Having run amiably through this not entirely unfamiliar routine, the Barnabys finished eating in a comfortable silence. They had coffee in the garden, sitting on a bench in the rose arbour. The twilight air was heavy with perfume. A Himalayan musk rose clambered above their heads.

In the dusk the trees and shrubs were that strange steely colour, not quite blue, green or grey, which, if seen in the sky, would indicate a coming storm. Already their outlines were indistinct as they merged into dark clumps. The sky was thick with pale stars.

The birds were quiet but, three or four houses away, someone was playing a piano. Satie, the third Gymnopédie. Stumbling through it, repeating a phrase over and over again. Rather than breaking, it emphasised the silence.

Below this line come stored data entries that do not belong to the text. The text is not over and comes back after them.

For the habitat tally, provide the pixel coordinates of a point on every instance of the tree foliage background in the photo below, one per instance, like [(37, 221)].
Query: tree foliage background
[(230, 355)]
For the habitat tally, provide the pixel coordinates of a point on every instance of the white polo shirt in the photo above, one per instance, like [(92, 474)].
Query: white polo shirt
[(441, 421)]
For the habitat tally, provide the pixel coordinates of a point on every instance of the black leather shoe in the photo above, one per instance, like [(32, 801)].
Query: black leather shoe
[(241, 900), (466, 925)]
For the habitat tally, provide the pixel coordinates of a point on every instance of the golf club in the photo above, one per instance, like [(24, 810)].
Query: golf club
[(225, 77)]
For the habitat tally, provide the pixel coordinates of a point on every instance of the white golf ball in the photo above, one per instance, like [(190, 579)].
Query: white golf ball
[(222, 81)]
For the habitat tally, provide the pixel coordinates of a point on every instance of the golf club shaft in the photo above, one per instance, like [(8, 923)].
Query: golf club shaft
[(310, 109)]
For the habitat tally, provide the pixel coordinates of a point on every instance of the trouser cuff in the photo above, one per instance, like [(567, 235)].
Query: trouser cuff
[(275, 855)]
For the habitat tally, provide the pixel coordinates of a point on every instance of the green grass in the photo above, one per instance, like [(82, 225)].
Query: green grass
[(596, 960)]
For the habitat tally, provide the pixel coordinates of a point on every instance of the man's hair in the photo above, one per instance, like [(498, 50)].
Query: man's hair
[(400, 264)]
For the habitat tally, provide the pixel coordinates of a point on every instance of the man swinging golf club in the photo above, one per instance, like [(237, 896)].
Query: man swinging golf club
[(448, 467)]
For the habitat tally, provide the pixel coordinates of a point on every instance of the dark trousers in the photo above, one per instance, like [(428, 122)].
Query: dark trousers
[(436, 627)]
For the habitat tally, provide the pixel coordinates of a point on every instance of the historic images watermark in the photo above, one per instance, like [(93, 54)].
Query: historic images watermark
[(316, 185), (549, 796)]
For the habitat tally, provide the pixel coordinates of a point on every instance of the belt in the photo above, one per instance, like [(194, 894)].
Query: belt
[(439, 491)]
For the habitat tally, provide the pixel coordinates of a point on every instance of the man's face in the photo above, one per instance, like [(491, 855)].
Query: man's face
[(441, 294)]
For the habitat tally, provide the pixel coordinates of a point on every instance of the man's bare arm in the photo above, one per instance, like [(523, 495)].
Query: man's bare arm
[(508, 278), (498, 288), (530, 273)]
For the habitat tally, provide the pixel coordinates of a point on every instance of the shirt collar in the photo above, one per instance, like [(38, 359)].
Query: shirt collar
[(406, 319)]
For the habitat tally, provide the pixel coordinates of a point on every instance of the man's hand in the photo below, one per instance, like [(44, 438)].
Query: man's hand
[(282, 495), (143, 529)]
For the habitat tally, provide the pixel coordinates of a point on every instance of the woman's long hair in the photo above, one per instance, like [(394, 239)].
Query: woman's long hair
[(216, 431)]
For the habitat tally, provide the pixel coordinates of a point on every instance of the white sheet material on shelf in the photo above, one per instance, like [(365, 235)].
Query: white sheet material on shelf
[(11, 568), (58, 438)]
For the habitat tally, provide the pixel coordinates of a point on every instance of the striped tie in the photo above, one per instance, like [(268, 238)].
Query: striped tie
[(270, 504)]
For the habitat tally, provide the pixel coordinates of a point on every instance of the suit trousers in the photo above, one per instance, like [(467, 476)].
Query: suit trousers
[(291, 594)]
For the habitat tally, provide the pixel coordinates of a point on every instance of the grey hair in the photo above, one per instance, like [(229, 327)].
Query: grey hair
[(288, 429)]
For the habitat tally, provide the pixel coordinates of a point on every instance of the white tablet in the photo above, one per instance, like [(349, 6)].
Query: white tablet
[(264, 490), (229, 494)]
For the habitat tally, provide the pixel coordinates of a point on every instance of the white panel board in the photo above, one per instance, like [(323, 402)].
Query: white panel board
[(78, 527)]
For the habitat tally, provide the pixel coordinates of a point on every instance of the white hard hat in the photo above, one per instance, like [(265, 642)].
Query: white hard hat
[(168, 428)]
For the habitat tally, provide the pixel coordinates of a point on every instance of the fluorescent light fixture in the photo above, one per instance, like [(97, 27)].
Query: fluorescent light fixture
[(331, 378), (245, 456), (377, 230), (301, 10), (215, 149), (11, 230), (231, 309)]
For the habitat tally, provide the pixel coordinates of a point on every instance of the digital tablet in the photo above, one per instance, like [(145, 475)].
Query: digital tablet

Barnaby put his coffee cup on the grass and his arm round his wife. He kissed her cheek, her lips. Joyce relaxed against him, slipping her hand in his.

In the house the telephone rang. Barnaby cursed.

“Don’t answer it.”

“Joycey ...”

“Sorry, sorry.”

“It might not be the station.”

“With that timing?”

“At least we’ve eaten.” The words were called over Barnaby’s shoulder as he strode across the lawn.

Joyce gathered up the cups and followed more slowly. When she came into the sitting room he was already putting on his jacket. Half a lifetime of moments like this did not make them any easier.

“I suppose we should be grateful it isn’t Saturday week. We might have all been rollicking around singing ‘Happy—’ ”

He turned aside but not before she had seen the expression on his face. Immediately Joyce’s whole demeanour changed.

“It’s something terrible, isn’t it, Tom?”

“I’m afraid so.”

“What’s happened?”

“They’ve found a woman’s body.”

“Oh God. Do you think it’s—”

“How the hell should I know who it is?” It was quicker that way. But lying made him even more irritable. He moved into the hall, scrabbling in his pocket for the car keys and shouted, “Don’t wait up.”